Last night after work I went out and I felt a bit like I’d blossomed just like this cactus flower.
This is the first time for a long time that I’ve been able to do a drinks after work session with colleagues for a very long time (since I’ve been a mum actually) without having to rush to childcare to pick up JJ. And I must say it brought back some good memories of being able to do this type of thing.
My sister picked him up from his vacation care and brought him back here. Mind you this wasn’t done with Christmas love. I was threatened to be back home for a certain time otherwise she said she wouldn’t pick him up.
All the sisterly love aside, it was great to go out after work, chat to my colleagues like I can’t chat to them at work because everyone’s so busy all the time. It was also our last day of work for the year so we were all very merry even before we started drinking.
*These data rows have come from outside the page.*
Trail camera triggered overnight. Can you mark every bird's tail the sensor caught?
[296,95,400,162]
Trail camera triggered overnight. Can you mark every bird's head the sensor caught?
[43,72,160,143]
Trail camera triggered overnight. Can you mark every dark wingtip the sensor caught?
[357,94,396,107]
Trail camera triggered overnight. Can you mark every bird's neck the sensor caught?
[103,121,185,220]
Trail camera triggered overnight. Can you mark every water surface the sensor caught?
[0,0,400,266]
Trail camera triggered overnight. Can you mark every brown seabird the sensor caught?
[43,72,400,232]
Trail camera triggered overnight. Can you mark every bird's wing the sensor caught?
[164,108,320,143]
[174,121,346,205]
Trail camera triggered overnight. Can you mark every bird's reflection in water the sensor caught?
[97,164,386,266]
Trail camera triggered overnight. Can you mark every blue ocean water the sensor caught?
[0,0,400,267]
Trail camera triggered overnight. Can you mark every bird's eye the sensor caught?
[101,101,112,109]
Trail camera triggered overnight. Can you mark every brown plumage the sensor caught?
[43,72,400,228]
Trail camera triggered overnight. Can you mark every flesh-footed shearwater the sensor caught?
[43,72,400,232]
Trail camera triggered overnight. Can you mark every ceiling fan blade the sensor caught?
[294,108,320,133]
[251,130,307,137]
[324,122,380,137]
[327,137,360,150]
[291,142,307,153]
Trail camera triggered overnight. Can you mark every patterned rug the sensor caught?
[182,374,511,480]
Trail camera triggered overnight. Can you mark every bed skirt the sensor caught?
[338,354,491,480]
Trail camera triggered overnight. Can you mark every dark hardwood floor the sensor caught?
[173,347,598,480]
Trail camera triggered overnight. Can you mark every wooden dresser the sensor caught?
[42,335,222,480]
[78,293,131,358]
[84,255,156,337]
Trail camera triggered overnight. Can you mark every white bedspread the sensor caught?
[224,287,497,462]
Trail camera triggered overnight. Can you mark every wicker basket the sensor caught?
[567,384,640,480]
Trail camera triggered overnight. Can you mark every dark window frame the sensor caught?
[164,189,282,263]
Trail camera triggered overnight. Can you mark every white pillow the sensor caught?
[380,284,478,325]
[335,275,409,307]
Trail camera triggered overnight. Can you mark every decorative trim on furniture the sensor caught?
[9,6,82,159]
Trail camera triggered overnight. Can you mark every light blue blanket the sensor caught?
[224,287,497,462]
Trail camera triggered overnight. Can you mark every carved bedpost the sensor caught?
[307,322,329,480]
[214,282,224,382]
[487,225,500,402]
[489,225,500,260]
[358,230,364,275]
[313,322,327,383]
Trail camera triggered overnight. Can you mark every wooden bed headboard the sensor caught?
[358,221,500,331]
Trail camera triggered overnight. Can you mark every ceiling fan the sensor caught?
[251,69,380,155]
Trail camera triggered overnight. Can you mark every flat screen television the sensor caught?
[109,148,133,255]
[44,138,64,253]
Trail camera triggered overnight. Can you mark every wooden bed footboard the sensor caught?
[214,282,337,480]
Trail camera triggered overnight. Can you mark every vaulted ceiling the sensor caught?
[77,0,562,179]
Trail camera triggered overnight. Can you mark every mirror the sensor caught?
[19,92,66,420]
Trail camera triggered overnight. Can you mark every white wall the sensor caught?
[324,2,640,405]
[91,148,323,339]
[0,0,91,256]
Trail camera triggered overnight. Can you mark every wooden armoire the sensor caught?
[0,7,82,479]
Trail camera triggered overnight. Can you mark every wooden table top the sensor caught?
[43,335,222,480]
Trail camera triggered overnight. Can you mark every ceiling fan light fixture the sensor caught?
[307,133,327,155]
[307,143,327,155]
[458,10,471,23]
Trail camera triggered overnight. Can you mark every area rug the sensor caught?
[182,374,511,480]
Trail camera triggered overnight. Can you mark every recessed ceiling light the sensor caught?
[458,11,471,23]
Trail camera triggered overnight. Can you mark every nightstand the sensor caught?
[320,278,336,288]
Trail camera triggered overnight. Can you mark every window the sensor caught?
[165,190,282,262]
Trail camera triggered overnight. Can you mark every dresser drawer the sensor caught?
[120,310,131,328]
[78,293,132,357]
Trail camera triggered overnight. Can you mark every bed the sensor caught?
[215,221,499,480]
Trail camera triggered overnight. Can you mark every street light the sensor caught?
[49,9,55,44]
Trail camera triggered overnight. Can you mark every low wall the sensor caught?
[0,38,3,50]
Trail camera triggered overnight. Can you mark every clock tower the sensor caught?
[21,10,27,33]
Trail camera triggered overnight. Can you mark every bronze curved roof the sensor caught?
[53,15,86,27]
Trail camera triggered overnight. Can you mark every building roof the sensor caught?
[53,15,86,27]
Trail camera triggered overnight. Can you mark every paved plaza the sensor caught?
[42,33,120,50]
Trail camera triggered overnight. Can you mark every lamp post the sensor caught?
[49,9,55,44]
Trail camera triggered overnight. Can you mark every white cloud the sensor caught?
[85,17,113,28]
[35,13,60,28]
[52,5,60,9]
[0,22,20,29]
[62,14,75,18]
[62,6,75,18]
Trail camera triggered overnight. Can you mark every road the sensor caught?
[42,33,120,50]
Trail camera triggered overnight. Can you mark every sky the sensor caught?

I could have probably stayed longer but being the responsible parent I am, and mindful of not incurring more of my sister’s wrath, I got home to a house of resentment, waved the resentment goodbye and went through the motions of putting JJ to bed.
Just as well I’d had a few drinks as it didn’t burst my bubble. I think my bubble’s burst now though. I don’t want the sort of attitude my sister has to wash over me whenever I ask her to have JJ (which isn’t that often) and I don’t want it being absorbed by him either. I think we need to sit down and have a chat about this as it’s driving me nuts.
This post wasn’t going to turn out like this. It was going to be more about what a great couple of hours I had last night after work, but this sibling stuff is a tough business. I know one shouldn’t post what they don’t want other people to read, and I’m not. If she ever does read this, then I’m sure she’ll let me know what she thinks as she’s that type of girl.
Hey there – I know where you are at with the guilt over having family help when all you want is a little guilt-free enjoyment.
Good luck on resolving it – and let me know how it is done?